On Mon, 2008-03-10 at 01:22 -0700, Andrew Farris wrote:
In any case, the try-catch mechanism is in place by keeping the prior
kernel
installed, and if it fails you choose the next one in the list next time. It is
not possible to try a kernel until its been booted, and when it does boot if the
kernel itself misbehaves it is not possible to do anything automatic because the
kernel has failed to do what it should do...
It's easy. It's much like the dirty flag on filesystems.

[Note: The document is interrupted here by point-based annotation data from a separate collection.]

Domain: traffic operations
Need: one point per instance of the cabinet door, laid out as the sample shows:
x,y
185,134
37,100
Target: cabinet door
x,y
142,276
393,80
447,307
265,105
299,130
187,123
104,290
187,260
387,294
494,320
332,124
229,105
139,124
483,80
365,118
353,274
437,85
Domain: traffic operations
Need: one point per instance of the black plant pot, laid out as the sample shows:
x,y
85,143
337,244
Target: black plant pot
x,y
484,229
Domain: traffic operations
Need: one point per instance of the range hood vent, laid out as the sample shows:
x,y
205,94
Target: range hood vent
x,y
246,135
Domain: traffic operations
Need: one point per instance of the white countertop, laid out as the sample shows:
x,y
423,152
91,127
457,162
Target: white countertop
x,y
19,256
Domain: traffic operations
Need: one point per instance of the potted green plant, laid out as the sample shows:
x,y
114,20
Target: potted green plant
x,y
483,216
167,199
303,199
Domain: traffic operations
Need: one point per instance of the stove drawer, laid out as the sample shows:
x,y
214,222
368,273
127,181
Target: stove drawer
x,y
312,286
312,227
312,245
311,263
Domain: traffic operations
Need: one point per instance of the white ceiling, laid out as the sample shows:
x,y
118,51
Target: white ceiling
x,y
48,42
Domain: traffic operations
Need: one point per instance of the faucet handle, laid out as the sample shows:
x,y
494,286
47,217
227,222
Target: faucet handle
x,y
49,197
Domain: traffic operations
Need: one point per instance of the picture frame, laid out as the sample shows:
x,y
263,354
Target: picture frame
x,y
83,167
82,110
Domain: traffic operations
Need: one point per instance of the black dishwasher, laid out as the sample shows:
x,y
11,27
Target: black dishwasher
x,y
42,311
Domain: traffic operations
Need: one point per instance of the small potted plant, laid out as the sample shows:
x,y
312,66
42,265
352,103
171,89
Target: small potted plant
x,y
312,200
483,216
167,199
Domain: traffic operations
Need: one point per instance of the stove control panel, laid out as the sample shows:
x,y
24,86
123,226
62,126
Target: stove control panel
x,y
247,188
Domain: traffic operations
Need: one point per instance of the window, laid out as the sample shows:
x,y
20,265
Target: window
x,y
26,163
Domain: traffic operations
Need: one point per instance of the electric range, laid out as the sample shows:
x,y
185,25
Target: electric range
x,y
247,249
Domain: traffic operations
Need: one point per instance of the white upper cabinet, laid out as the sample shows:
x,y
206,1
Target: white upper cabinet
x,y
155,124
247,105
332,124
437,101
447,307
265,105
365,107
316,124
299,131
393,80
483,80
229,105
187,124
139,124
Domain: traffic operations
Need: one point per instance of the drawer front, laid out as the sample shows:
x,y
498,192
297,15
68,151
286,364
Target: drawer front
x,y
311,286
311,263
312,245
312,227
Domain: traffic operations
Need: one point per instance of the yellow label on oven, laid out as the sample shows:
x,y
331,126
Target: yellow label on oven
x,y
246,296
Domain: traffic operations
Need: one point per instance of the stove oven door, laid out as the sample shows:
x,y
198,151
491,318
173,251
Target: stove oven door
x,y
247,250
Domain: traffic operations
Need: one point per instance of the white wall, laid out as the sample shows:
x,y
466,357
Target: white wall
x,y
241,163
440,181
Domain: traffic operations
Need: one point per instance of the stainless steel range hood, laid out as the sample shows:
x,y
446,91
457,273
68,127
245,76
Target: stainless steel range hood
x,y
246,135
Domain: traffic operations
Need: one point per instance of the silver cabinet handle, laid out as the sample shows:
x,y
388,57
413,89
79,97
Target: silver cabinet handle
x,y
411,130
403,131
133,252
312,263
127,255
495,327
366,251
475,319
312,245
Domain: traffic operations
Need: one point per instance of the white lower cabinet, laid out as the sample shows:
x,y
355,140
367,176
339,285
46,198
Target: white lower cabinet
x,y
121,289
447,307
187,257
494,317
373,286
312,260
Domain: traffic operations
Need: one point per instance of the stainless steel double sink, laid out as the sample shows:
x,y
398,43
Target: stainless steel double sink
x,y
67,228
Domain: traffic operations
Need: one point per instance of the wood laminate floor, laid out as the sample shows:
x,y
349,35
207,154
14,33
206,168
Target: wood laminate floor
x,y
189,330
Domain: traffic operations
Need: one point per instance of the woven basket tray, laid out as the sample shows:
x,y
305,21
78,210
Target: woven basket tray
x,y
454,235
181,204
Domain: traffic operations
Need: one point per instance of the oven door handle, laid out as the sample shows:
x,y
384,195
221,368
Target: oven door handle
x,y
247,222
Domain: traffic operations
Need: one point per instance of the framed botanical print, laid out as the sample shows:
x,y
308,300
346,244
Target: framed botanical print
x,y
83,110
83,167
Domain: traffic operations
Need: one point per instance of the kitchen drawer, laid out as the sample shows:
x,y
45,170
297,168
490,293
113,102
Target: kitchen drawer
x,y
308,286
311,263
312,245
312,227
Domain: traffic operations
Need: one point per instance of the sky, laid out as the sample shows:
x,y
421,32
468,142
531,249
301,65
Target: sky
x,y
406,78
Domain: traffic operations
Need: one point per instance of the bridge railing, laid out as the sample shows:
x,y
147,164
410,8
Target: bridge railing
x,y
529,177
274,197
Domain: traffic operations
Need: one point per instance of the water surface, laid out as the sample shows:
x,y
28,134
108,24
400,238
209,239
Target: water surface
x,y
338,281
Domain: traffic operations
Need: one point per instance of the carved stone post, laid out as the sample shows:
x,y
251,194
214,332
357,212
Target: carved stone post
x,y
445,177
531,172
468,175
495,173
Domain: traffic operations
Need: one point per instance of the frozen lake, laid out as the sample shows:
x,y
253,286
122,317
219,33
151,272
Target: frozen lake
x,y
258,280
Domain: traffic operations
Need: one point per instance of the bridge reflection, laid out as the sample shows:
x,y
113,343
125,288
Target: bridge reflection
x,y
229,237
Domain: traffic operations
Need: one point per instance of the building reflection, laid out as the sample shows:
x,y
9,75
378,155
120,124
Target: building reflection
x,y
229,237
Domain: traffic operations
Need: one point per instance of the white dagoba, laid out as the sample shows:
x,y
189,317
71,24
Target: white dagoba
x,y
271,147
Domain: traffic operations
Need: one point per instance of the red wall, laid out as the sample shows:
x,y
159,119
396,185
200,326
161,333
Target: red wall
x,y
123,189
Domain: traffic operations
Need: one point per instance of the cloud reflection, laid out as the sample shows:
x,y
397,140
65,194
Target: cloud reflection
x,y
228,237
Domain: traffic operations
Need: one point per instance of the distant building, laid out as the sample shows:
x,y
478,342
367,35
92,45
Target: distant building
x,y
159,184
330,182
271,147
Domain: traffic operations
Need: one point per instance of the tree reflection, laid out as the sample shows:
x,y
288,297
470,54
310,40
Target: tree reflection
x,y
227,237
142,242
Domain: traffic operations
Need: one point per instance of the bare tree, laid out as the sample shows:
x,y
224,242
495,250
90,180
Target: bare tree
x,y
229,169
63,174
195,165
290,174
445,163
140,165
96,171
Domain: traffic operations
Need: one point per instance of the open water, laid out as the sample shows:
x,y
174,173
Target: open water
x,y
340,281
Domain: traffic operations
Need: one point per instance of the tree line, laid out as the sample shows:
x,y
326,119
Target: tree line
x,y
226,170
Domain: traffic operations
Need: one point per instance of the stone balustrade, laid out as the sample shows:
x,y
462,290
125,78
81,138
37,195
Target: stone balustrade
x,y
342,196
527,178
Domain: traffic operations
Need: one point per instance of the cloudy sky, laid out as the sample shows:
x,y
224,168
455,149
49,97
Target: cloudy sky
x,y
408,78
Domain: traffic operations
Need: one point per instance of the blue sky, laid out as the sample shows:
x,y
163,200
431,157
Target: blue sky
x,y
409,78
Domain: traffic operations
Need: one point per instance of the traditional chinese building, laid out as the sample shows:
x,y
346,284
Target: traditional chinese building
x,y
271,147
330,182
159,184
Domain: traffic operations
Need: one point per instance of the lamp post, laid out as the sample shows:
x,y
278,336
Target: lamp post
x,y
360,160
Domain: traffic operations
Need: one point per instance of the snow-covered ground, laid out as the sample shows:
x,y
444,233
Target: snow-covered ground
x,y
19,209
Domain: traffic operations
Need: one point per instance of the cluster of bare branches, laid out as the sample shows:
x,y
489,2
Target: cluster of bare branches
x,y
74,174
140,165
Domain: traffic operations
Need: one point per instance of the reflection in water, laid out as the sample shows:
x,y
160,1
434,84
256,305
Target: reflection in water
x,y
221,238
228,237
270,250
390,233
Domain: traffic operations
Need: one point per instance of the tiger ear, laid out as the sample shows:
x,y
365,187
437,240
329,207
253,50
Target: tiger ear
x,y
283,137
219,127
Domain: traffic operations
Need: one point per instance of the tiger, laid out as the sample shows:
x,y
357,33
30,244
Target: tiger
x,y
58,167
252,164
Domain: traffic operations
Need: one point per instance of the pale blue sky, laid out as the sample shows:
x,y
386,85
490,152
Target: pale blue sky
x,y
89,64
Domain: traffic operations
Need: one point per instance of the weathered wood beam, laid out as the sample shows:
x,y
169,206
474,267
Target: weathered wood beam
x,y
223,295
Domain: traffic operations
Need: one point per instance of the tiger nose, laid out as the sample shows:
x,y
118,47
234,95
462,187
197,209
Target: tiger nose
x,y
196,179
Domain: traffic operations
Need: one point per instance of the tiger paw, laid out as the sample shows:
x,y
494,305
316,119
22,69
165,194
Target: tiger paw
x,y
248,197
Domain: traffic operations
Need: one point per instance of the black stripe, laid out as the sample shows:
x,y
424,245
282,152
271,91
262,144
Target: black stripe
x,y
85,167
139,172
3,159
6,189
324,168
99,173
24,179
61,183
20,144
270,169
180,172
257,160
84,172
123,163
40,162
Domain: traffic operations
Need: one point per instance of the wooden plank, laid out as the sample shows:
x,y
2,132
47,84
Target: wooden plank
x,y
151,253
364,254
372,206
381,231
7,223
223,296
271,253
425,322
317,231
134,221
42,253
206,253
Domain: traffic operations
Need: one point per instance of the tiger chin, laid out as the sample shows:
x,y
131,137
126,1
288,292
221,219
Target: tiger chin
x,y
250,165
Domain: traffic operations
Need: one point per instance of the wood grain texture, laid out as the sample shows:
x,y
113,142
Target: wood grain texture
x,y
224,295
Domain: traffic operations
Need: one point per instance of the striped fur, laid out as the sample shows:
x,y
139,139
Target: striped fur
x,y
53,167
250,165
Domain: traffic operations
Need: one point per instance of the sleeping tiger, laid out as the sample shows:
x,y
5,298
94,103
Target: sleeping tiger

GRUB writes a
flag somewhere on disk, that indicates "Attempting to boot kernel
2.6.XXXXX". Then somewhere in the early userspace init scripts, you
change the flag to "Finished booting kernel 2.6.XXXX". The next time
grub starts up, it sees this flag and it now knows that that particular
kernel at least made it to userspace, which is a pretty good indication
it's not completely b0rked. If GRUB starts up and sees a "Attempting
boot" flag still remaining, then that's an indication that that kernel
failed to boot.
And I know this idea has come up before... Is this on anyone's to-do
list?
GRUB needs to be smarter. In the old days, unix machines had a monitor
firmware, the kernel never directly restarted the machine, it just
returned control to the firmware... "halt" used to mean something.